Limits and norms in the education of children: objectives
The limits make children more successful in different social situations, because something that limits teach is to respect the right of the other. The main objective of the limits is that our children go through life with a series of guidelines and social norms, and that they act guided by internal motivations and in a responsible manner. This is what we call self-discipline.
Objectives of the limits and norms in the education of children
1. Self-discipline The main objective is that our children go through life with a series of guidelines and social norms, and that they act guided by internal motivations and in a responsible manner. This is what we call self-discipline.
Self-discipline is what the child imposes on himself after having internalized it through daily practice. Of course, a two-year-old child has no internal motivation. He has first external motivations and we have to teach him progressively to regulate his own behavior.
The responsibility exercised on his own initiative from the choices made by the child leads to independence and self-regulation of his own behavior, and that is the ultimate goal, that my son is independent but is able to self-regulate his behavior, that he does not need mom or dad all his life to tell him what is good and what is wrong, what can be done and what can not be done.
2. Fight rebellion.The traditional discipline was a discipline guided absolutely by external motivations, there was a reward for good behavior and punishment for bad behavior.
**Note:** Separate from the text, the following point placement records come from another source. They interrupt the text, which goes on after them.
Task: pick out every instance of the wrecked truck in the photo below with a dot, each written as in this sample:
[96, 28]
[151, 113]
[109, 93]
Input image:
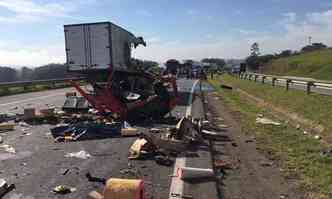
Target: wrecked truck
[101, 52]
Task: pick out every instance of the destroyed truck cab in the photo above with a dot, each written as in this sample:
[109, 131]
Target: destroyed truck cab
[101, 52]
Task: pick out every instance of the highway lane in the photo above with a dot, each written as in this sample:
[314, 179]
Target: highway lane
[39, 163]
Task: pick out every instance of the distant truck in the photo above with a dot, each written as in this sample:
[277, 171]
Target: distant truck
[98, 46]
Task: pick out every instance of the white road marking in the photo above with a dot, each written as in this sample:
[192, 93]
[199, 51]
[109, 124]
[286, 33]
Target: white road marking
[31, 99]
[177, 183]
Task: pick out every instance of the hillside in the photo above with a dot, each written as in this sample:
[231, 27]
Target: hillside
[317, 64]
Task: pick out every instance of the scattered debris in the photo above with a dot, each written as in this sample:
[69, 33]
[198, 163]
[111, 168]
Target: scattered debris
[222, 126]
[47, 112]
[326, 153]
[163, 160]
[137, 148]
[8, 148]
[64, 171]
[75, 104]
[215, 136]
[5, 188]
[133, 172]
[260, 115]
[95, 179]
[317, 137]
[63, 189]
[266, 121]
[85, 130]
[266, 163]
[127, 130]
[189, 173]
[121, 188]
[81, 154]
[7, 126]
[71, 94]
[224, 86]
[251, 139]
[29, 113]
[177, 195]
[225, 165]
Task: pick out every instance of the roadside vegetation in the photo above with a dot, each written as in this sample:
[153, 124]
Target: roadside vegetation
[299, 156]
[19, 90]
[316, 64]
[314, 107]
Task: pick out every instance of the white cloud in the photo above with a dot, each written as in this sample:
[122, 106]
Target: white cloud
[144, 13]
[295, 35]
[31, 11]
[18, 54]
[290, 17]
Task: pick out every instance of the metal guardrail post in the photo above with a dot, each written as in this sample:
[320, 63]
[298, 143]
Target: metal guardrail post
[288, 81]
[309, 84]
[274, 81]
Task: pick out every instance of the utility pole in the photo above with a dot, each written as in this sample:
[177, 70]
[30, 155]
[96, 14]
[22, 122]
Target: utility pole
[310, 40]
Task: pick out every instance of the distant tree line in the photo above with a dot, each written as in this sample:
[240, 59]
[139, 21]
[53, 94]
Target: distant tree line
[256, 60]
[50, 71]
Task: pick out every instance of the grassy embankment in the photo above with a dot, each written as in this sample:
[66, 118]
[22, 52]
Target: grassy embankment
[299, 155]
[5, 91]
[317, 64]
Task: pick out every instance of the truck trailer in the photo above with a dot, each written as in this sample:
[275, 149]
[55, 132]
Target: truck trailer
[102, 53]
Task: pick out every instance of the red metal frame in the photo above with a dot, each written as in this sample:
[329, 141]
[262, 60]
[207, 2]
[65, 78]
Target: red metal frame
[104, 101]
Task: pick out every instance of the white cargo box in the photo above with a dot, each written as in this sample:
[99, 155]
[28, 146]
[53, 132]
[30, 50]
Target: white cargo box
[97, 46]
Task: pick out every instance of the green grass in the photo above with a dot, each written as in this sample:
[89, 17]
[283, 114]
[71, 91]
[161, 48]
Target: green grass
[317, 64]
[18, 90]
[298, 155]
[315, 107]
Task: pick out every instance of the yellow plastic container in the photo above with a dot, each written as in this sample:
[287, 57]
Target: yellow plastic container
[124, 189]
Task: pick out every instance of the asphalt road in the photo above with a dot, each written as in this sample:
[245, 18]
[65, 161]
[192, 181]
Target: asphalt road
[39, 163]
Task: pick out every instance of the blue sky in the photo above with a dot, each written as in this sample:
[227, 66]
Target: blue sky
[32, 30]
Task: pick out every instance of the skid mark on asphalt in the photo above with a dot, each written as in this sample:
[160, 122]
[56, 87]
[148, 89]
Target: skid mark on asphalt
[177, 184]
[31, 99]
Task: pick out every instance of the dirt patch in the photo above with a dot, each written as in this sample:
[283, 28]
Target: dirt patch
[253, 175]
[283, 114]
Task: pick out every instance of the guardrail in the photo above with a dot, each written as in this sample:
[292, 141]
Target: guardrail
[308, 84]
[53, 83]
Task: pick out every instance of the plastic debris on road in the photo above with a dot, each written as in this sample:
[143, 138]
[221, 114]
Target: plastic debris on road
[8, 148]
[81, 155]
[5, 188]
[7, 126]
[189, 173]
[136, 148]
[121, 189]
[63, 189]
[267, 121]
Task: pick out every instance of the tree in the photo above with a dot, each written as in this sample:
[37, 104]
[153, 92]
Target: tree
[314, 46]
[8, 74]
[255, 49]
[286, 53]
[220, 63]
[50, 71]
[26, 74]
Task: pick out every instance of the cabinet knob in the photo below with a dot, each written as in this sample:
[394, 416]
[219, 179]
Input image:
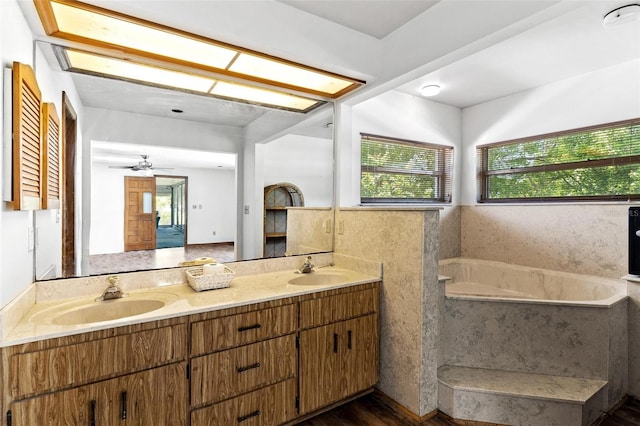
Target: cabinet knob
[123, 405]
[249, 327]
[92, 412]
[248, 367]
[248, 416]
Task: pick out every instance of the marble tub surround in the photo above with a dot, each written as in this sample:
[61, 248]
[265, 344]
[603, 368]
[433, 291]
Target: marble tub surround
[405, 241]
[633, 291]
[513, 398]
[587, 238]
[569, 341]
[254, 282]
[479, 278]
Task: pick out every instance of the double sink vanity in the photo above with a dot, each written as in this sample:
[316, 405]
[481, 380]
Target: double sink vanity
[273, 348]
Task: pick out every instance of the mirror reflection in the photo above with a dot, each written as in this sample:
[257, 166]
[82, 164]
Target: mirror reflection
[206, 162]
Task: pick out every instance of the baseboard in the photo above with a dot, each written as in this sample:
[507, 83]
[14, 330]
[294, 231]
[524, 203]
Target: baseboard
[401, 410]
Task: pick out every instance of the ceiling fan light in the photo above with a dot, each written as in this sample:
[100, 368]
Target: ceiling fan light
[430, 90]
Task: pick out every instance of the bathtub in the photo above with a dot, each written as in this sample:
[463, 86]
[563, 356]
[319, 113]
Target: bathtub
[516, 318]
[474, 278]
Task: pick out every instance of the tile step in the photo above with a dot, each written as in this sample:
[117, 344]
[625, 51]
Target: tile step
[516, 398]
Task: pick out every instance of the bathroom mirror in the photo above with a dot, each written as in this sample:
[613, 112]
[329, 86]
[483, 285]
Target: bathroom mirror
[256, 147]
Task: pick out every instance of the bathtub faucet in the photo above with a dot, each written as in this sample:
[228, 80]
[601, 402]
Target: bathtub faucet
[113, 291]
[307, 266]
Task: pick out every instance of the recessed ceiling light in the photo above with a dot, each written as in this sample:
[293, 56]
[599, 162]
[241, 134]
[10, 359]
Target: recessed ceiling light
[621, 15]
[430, 90]
[130, 37]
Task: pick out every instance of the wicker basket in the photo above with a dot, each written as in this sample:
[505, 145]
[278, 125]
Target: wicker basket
[198, 281]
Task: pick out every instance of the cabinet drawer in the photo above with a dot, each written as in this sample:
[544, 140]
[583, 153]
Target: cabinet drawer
[228, 373]
[241, 329]
[268, 406]
[51, 369]
[325, 310]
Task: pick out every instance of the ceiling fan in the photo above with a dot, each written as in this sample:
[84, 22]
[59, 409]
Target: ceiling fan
[143, 165]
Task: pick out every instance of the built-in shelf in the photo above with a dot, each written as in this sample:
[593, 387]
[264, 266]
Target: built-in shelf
[277, 198]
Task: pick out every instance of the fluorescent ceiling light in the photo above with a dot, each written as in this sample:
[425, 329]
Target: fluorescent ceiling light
[125, 35]
[103, 65]
[269, 69]
[430, 90]
[94, 64]
[262, 96]
[119, 32]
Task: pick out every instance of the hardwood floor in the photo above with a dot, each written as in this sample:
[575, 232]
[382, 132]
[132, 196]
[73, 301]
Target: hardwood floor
[370, 411]
[627, 415]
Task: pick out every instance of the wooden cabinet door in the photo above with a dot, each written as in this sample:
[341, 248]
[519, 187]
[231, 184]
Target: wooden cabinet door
[337, 360]
[84, 405]
[360, 358]
[152, 397]
[320, 367]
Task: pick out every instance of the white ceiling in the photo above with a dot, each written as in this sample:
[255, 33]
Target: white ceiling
[565, 46]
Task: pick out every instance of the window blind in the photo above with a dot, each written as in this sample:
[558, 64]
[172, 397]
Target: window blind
[600, 162]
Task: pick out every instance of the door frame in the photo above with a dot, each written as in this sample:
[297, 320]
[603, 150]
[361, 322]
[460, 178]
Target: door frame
[68, 132]
[186, 202]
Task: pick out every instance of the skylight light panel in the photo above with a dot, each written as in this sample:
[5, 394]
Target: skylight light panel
[263, 96]
[288, 74]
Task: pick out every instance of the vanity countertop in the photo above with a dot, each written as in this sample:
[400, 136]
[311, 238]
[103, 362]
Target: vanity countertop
[180, 299]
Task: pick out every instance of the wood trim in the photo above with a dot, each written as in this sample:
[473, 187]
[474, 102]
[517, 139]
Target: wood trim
[27, 139]
[45, 11]
[67, 197]
[304, 417]
[52, 156]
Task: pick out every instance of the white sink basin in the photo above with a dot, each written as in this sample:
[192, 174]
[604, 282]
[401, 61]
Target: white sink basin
[87, 310]
[322, 278]
[107, 311]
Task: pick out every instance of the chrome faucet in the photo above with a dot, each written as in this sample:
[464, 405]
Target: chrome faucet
[307, 266]
[113, 291]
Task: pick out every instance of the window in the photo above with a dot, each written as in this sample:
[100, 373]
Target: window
[400, 171]
[595, 163]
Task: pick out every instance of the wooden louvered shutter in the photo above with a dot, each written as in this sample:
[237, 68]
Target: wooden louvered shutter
[51, 161]
[27, 139]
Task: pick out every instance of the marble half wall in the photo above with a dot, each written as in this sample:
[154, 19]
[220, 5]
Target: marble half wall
[450, 232]
[582, 238]
[633, 291]
[405, 241]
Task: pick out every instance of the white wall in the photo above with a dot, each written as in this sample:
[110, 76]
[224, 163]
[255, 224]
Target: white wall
[403, 116]
[212, 189]
[608, 95]
[304, 161]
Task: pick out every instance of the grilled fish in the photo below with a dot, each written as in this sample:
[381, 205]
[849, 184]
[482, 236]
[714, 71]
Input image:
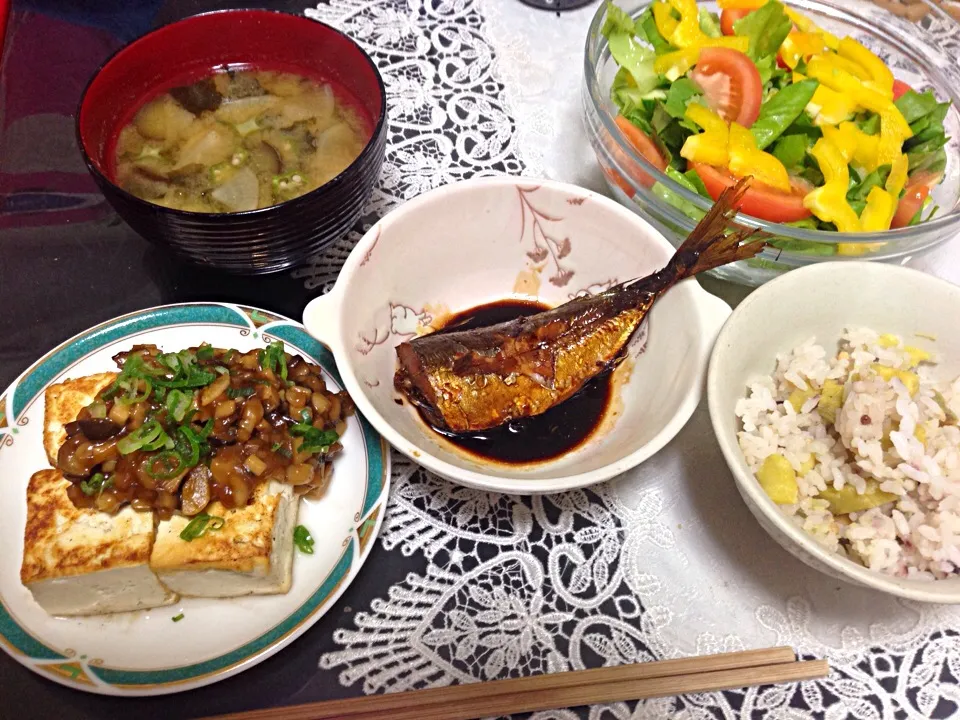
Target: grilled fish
[477, 379]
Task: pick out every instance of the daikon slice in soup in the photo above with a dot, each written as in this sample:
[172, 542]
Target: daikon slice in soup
[238, 140]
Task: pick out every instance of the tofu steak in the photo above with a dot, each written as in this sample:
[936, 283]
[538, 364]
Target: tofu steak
[252, 554]
[85, 562]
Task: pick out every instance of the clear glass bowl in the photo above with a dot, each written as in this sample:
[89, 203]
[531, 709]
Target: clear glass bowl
[923, 54]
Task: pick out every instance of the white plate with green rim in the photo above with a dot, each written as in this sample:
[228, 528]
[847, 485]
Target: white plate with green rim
[146, 652]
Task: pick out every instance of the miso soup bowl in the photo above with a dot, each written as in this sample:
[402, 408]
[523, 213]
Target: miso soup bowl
[485, 240]
[256, 241]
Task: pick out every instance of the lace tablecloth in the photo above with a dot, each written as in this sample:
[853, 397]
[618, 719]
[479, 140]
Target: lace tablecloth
[665, 560]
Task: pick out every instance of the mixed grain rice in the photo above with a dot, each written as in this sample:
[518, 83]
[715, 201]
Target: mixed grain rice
[872, 444]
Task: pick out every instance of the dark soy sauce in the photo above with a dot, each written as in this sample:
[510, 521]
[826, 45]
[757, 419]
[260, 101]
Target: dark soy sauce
[542, 437]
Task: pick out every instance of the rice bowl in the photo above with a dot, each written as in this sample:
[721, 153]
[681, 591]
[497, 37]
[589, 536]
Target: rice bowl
[861, 449]
[836, 297]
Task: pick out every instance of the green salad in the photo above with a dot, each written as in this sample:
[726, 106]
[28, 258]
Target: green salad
[831, 139]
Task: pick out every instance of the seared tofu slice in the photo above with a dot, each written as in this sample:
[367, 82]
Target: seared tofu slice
[83, 561]
[252, 554]
[63, 402]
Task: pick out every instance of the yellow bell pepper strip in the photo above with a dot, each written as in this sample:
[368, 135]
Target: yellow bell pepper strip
[897, 179]
[663, 18]
[828, 107]
[893, 131]
[674, 64]
[878, 213]
[878, 71]
[866, 152]
[799, 45]
[829, 202]
[732, 146]
[882, 203]
[688, 32]
[805, 24]
[845, 137]
[854, 249]
[746, 159]
[710, 146]
[849, 66]
[706, 118]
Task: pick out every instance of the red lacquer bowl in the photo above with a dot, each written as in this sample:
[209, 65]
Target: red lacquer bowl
[256, 241]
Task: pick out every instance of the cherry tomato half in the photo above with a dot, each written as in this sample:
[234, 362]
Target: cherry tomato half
[909, 204]
[900, 88]
[729, 17]
[760, 201]
[643, 145]
[730, 83]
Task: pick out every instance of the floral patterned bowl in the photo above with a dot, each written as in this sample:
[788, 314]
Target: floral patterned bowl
[485, 240]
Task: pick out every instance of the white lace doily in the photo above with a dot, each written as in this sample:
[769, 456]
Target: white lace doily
[664, 561]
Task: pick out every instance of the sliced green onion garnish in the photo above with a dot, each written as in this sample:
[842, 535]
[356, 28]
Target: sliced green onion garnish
[240, 392]
[205, 430]
[178, 403]
[303, 540]
[200, 525]
[146, 433]
[95, 485]
[165, 465]
[314, 440]
[194, 446]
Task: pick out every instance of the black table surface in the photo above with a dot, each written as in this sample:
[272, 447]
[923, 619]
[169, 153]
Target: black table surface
[64, 269]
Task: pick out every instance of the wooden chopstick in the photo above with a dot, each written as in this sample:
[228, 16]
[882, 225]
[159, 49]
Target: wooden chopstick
[569, 689]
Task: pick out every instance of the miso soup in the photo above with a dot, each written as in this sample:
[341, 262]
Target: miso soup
[238, 141]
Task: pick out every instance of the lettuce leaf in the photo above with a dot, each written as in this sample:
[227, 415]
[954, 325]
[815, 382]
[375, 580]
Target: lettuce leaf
[627, 51]
[645, 28]
[766, 27]
[933, 162]
[674, 199]
[791, 150]
[697, 183]
[869, 123]
[913, 105]
[709, 23]
[679, 95]
[781, 110]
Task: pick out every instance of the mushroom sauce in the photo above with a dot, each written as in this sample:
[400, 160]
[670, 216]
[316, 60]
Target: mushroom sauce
[177, 431]
[237, 141]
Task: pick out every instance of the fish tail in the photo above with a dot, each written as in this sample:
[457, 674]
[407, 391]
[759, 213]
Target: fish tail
[709, 245]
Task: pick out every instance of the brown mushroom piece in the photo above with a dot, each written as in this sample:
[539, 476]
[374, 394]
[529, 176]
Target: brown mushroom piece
[97, 429]
[198, 97]
[195, 495]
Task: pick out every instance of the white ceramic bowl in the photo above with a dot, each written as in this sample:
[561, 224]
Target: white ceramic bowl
[822, 301]
[484, 240]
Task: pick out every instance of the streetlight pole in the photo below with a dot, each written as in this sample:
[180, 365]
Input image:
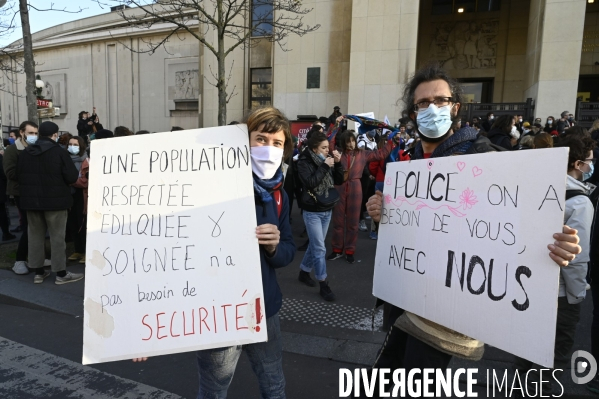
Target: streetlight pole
[29, 63]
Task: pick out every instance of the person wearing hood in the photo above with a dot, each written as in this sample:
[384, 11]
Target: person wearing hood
[318, 173]
[45, 172]
[435, 100]
[550, 126]
[76, 222]
[578, 214]
[27, 135]
[503, 131]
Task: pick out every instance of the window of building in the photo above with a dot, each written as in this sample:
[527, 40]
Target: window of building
[313, 78]
[441, 7]
[262, 17]
[261, 87]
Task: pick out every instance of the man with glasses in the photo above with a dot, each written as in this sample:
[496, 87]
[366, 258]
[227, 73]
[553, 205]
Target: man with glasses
[434, 101]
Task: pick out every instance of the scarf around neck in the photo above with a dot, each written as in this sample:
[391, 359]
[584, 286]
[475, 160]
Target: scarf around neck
[264, 187]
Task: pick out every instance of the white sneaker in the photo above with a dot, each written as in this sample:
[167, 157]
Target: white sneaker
[20, 267]
[69, 278]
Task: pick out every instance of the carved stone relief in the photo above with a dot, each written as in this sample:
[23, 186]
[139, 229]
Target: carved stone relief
[465, 45]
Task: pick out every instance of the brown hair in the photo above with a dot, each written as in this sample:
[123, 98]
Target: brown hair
[64, 139]
[543, 140]
[346, 137]
[271, 120]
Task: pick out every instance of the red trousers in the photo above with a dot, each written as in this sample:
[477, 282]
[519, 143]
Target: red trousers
[346, 217]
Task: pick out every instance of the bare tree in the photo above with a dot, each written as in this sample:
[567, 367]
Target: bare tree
[235, 23]
[10, 58]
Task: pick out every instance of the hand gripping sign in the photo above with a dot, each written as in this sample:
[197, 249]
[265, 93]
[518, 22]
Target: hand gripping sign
[463, 243]
[172, 255]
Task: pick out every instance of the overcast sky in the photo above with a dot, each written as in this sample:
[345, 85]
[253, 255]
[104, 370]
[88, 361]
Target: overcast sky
[42, 20]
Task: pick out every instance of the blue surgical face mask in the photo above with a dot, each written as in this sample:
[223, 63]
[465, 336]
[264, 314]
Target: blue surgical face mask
[433, 122]
[587, 175]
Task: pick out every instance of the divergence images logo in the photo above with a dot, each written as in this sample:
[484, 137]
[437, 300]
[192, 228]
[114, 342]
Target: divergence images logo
[583, 362]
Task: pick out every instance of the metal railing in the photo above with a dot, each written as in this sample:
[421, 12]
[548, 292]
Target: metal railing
[480, 110]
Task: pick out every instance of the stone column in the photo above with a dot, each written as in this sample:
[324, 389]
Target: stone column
[555, 31]
[384, 36]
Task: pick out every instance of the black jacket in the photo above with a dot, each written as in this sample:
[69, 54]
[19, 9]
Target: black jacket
[500, 138]
[311, 175]
[45, 171]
In traditional discipline, parents are responsible for the child's behavior. And it is something that inspires fear and that, of course, incites rebellion.
A quiet rebellion in the school child is a manifest rebellion in the adolescent. If a person is raised saying "do not do this, do not do this ...", he will endure it in the school stage, because he is the only model he knows and he will think that in all the families the same happens. But when that teenager of 14 or 15 years goes out into the world and sees that the world works in a different way, it is very possible that he will rebel.
3. Education in responsibility. This begins when the child is a baby and we begin to set limits that, at first, he does not understand, but he will hear how we repeat them over and over again over the years. And quickly the children begin to understand, before speaking they understand the "no" and the "yes".
Remember that children have to learn what is "not" clear, what is "yes" and what is "you choose". And the "you choose" are fundamental because it is the prologue of self-regulation, that one knows that he has options, that he values the possible consequences of each option and that he chooses and then takes charge of the consequences. This is encouraged by allowing the child to always choose between several alternatives and always expose himself to the consequences of his choice.